AgentSea. Embeddings
(agentsea_embeddings v0.1.0)
Copy Markdown
Ties an AgentSea.Embedder to an AgentSea.VectorStore: embed-and-index text
documents, then semantic-search by text.
Example
{:ok, store} = AgentSea.VectorStore.Memory.start_link()
handle =
AgentSea.Embeddings.new(
store_mod: AgentSea.VectorStore.Memory,
store: store,
embedder: AgentSea.Embedder.Hashing
)
AgentSea.Embeddings.index(handle, [
%{id: "a", text: "the cat sat on the mat"},
%{id: "b", text: "quarterly revenue grew 12%"}
])
[%{id: "a"} | _] = AgentSea.Embeddings.search(handle, "where is the cat", 1)
Summary
Functions
Embed each entry's text and upsert it into the store.

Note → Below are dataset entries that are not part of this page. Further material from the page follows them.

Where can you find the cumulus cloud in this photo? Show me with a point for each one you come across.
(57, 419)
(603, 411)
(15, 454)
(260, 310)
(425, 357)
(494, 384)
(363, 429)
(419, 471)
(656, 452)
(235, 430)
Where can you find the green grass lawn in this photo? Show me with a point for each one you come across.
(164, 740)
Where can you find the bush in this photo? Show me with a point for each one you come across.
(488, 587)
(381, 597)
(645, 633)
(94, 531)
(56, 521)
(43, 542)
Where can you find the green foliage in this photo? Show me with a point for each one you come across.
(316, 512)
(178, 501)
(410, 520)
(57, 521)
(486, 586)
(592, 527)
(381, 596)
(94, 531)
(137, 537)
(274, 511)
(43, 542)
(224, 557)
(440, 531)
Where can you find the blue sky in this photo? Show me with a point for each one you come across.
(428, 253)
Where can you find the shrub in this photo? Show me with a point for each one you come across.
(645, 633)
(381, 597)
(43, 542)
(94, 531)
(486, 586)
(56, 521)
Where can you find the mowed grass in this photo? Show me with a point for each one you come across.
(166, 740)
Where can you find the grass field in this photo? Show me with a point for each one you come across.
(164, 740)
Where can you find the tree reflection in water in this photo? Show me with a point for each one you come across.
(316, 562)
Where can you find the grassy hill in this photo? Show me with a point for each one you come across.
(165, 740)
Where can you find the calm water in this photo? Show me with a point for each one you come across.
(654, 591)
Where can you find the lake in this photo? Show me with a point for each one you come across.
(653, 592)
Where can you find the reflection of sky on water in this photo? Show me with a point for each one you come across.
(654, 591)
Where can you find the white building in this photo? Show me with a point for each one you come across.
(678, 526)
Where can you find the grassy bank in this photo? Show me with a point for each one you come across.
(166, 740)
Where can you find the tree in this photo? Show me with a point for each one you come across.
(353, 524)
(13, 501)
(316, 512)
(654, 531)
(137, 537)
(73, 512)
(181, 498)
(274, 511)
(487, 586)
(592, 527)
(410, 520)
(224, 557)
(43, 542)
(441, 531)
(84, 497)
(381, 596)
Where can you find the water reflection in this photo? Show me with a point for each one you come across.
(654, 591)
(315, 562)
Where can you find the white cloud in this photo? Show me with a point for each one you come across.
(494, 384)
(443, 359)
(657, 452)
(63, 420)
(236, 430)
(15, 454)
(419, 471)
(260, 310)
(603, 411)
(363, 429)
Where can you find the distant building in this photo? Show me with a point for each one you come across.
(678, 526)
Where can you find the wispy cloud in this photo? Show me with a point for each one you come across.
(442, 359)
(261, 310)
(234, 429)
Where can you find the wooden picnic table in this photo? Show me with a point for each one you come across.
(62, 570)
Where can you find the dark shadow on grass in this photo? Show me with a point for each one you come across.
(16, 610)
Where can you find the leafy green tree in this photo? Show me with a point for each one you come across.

Build a handle bundling a store + embedder.
Embed the query text and return the k most similar records.
Types
Functions
Embed each entry's text and upsert it into the store.
Build a handle bundling a store + embedder.
@spec search(t(), String.t(), pos_integer(), keyword()) :: [AgentSea.VectorStore.hit()] | {:error, term()}
Embed the query text and return the k most similar records.